Una ficción que, visto lo que estamos viendo en nuestros políticos, quizá no se aleje mucho de la realidad:

http://retazos-y-retozos.blogspot.com.es/2017/04/consuelo-moreno-todo-sea-por-el-asiento.html


Consuelo Moreno no era una chica cualquiera. Joven, atrevida y valiente como pocos jóvenes de su época, había decidido no pasar desapercibida en la sociedad que le tocó vivir. Eran años de cambio. De acuerdo con lo dicho por algún viejo sátrapa de antiguo régimen, la democracia amenazaba con instalarse en Macutolandia por largo tiempo, asunto que en aquellos momentos favorecía los sueños de nuestra bella y rebelde protagonista.
Plenamente inmersa en el tiempo que le tocó vivir, Consuelo comenzó a moverse por las células intelectuales impregnadas del nuevo espíritu democrático que se extendía como mancha de aceite por el país. El corazón de nuestra protagonista cayó rendido ante los nuevos ideales. El suyo y el de todo un pueblo que, hasta entonces, había vivido bajo el tiránico yugo de un caudillo que sólo sabía contar el “un-dos” que marcaba el paso a sus presuntamente descerebrados ciudadanos. 
Murió don Claudio. Así se llamaba el dictador. El pueblo, huérfano y feliz, decidió navegar por los mares de la libertad. Dura y heroica tarea que cargó sobre sus hombros una generación que sólo conocía del tema palabras y sueños. Contra lo que muchos suspicaces y pesimistas contemporáneos temían, los primeros pasos en pos de tan anhelado sueño fueron todo un éxito. Llanto y crujir de dientes padecieron los escépticos intelectuales de pacotilla anclados en el pasado.
Profesionales de primera línea, catedráticos, abogados de prestigio, sabios y hasta algún viejo y consagrado poeta hollaron con sus pies las alfombras de un parlamento que, hasta ese momento, sólo había conocido las claveteadas suelas de ancianos mentales y falsos revolucionarios de pacotilla.

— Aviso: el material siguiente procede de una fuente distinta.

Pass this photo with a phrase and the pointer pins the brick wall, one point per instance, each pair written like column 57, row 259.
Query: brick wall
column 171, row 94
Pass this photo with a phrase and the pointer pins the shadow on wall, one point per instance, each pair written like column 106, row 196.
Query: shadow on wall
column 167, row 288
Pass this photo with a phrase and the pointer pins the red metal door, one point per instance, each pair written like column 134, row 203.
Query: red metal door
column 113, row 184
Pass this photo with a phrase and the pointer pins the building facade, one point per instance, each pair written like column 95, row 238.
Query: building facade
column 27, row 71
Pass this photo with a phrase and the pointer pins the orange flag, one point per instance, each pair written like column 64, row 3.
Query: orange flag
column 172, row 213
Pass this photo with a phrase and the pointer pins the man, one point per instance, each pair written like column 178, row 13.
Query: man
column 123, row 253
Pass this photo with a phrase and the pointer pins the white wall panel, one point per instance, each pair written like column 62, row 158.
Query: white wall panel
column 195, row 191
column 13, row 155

En ese terreno, abonado por la esperanza, Consuelo Moreno encontró su lugar al Sol. Dispuesta a cambiar el país que le tocó vivir, según sus propias palabras, se afilió al Partido Revolucionario Macutolandense (PRM), que hasta días antes había permanecido en la clandestinidad. El partido hervía en cada reunión. Ideas, problemas, soluciones, todo cuanto podía accionar una célula gris de un sólo militante saltaba de boca en boca, de papel en papel, de mesa en mesa...

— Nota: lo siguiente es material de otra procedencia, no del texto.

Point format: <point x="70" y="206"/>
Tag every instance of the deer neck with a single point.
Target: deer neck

Cientos de personas entregadas a la lucha por un nuevo mundo más justo y solidario acabaron movilizándose en torno a las siglas PRM. Llegaron las primeras elecciones democráticas municipales. Los sueños brotaron hermosos como flores multicolores por cada rincón del país. Animada por la gran cantidad de asistentes a sus mítines Consuelo estaba convencida de que el PRM sería un punto de partida para alcanzar las más altas cumbres de su revolución. Al menos, la personal según murmuraba algún envidiosillo.
Como era de esperar, Consuelo encabezó las listas de del partido a la alcaldía de su pueblo. Primera decepción: a pesar de la masiva asistencia a sus incendiarios mítines, a la hora de la verdad los electores se decantaron por la moderación como medio de pasar página y olvidar los tiempos pasados.

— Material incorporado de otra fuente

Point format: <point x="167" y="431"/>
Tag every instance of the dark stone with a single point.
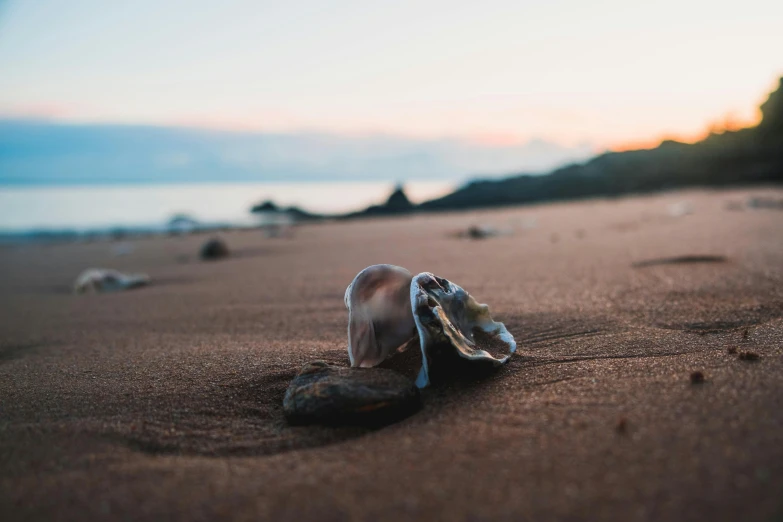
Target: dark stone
<point x="697" y="377"/>
<point x="748" y="356"/>
<point x="214" y="249"/>
<point x="327" y="394"/>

Dos años anduvo defendiendo los revolucionarios ideales que, soñaba, alumbrarían un nuevo país más justo y solidario. Dos años bien remunerados, eso sí, durante los cuales siguió al pie del cañón. Desde los bancos de la oposición, su palabra encendía los corazones de quienes soñaban un mundo mejor.

Pero como las cosas de palacio van despacio, el país hacía honor al refrán y avanzaba retozón mientras los escaños de gobernantes y opositores ofrecían a unos y otros su calidez acogedora. Como no podía ser menos, los traseros que en ellos reposaban, se fueron acomodando a tan agradables sensaciones. Uno de ellos, el de Consuelo. Algún sabio afirmó, y lo mantienen los libros de física que yo estudié, que gracias al magnetismo que gobierna el mundo todo, para que esto funcione y no acabe como el rosario de la aurora, los polos contrarios se atraen indefectiblemente.
Así que el polo positivo que significaban aquellos cálidos y señoriales asientos, hubo de encontrar entre los resquicios físicos y psicológicos de sus ocupantes la correspondiente contraposición magnética. Para entendernos, el polo negativo. Y como por algún sitio debía aparecer el dichoso contrapunto, vino a hacerlo por el lado ideológico. Éstos, los ideales, fueron arrastrados a los glaciares más profundos del alma. Allí permanecieron congelados.
Ateridos de frío los ideales, los traseros públicos comenzaron a pegarse a sus escaños buscando la confortable tibieza que de ellos emanaba. No había forma de despegarlos. Ni con agua hirviendo. Uno de ellos, fue el de Consuelo. Cosa normal si consideramos que se encontraba entre los más vistosos de su entorno. Pero, defectillos de la democracia, el tiempo transcurría. Y con él se aproximaba el momento en que, por mor de esa novedad que llaman elecciones, los ciudadanos habrían de seleccionar a los nuevos responsables de la cosa pública.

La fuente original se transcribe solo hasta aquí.